A cláusula compromissória tem caráter preventivo e consiste na “convenção através da qual as partes em um contrato comprometem-se a submeter à arbitragem os litígios que possam vir a surgir, relativamente a tal contrato” (art. 4º, caput, LArb).

Já o compromisso arbitral “é a convenção através da qual as partes submetem um litígio à arbitragem de uma ou mais pessoas, podendo ser judicial ou extrajudicial” (art. 9º, LArb). Este, ao revés do que ocorre com a cláusula compromissória, se destina a submeter ao juízo arbitral uma controvérsia concreta já existente entre as partes.

O art. 5º da LArb, ao tratar da cláusula arbitral cheia — aquela que contempla o essencial para a instituição da arbitragem (art. 19, LArb) —, preconiza que, se as partes optarem pela arbitragem institucional e reportarem tal vontade na cláusula compromissória, a arbitragem será instituída e processada de acordo com as regras da instituição ou entidade especializada por elas escolhida, “podendo, igualmente, as partes estabelecer na própria cláusula, ou em outro documento, a forma convencionada para a instituição da arbitragem”. Em complemento, o art. 6º prevê hipótese para o insucesso da disposição anterior e o art. 7º trata sobre a forma de execução específica de cláusula compromissória vazia — conteúdo lacunoso que impossibilita a provocação imediata da arbitragem.

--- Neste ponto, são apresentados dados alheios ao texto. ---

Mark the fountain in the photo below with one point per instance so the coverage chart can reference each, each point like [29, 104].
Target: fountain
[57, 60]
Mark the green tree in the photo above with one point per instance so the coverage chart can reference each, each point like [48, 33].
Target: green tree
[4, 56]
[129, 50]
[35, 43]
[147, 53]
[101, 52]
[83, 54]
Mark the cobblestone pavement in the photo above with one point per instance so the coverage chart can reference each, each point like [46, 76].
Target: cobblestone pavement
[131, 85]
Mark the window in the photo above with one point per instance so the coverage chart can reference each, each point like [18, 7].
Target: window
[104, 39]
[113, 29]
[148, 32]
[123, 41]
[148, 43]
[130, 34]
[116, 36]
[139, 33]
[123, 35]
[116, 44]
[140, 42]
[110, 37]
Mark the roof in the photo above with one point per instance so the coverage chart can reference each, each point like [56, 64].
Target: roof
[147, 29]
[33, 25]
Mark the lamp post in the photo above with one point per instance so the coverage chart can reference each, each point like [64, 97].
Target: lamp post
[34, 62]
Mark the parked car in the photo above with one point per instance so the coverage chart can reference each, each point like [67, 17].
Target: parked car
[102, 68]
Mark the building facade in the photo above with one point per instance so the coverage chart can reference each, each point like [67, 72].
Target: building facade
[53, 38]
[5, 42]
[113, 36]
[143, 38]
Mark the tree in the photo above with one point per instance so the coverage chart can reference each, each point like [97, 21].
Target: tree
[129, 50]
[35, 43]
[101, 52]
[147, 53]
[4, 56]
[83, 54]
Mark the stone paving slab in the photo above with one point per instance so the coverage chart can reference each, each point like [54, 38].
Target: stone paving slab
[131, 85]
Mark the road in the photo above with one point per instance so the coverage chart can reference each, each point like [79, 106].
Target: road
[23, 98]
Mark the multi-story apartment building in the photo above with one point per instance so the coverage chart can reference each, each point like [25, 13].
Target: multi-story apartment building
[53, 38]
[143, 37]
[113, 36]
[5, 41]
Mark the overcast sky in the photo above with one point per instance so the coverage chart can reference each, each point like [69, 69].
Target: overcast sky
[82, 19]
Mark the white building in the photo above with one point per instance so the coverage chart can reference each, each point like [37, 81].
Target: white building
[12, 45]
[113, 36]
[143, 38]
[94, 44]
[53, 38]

Na convenção de arbitragem, as partes podem pactuar livremente se a arbitragem será de direito ou de equidade (art. 2º, LArb). Nada obsta, ainda, que contemple ambas as hipóteses, oportunidade na qual caberá ao árbitro decidir qual a melhor forma de pôr fim à controvérsia submetida a seu crivo.

Desde que não malfiram a ordem pública e os bons costumes, as partes poderão escolher as regras de direito que serão aplicadas na arbitragem (§ 1º, art. 2º, LArb). Carlos Alberto Carmona10 ressalta que “as partes podem escolher a via arbitral não apenas para evitar a solução judicial dos conflitos, mas especialmente para poderem selecionar a lei material aplicável na eventualidade de litígio”. Pela redação do § 2º do mencionado dispositivo, podem as partes convencionar que a arbitragem se realize à luz dos princípios gerais de direito, dos usos e costumes, assim como das regras internacionais de comércio.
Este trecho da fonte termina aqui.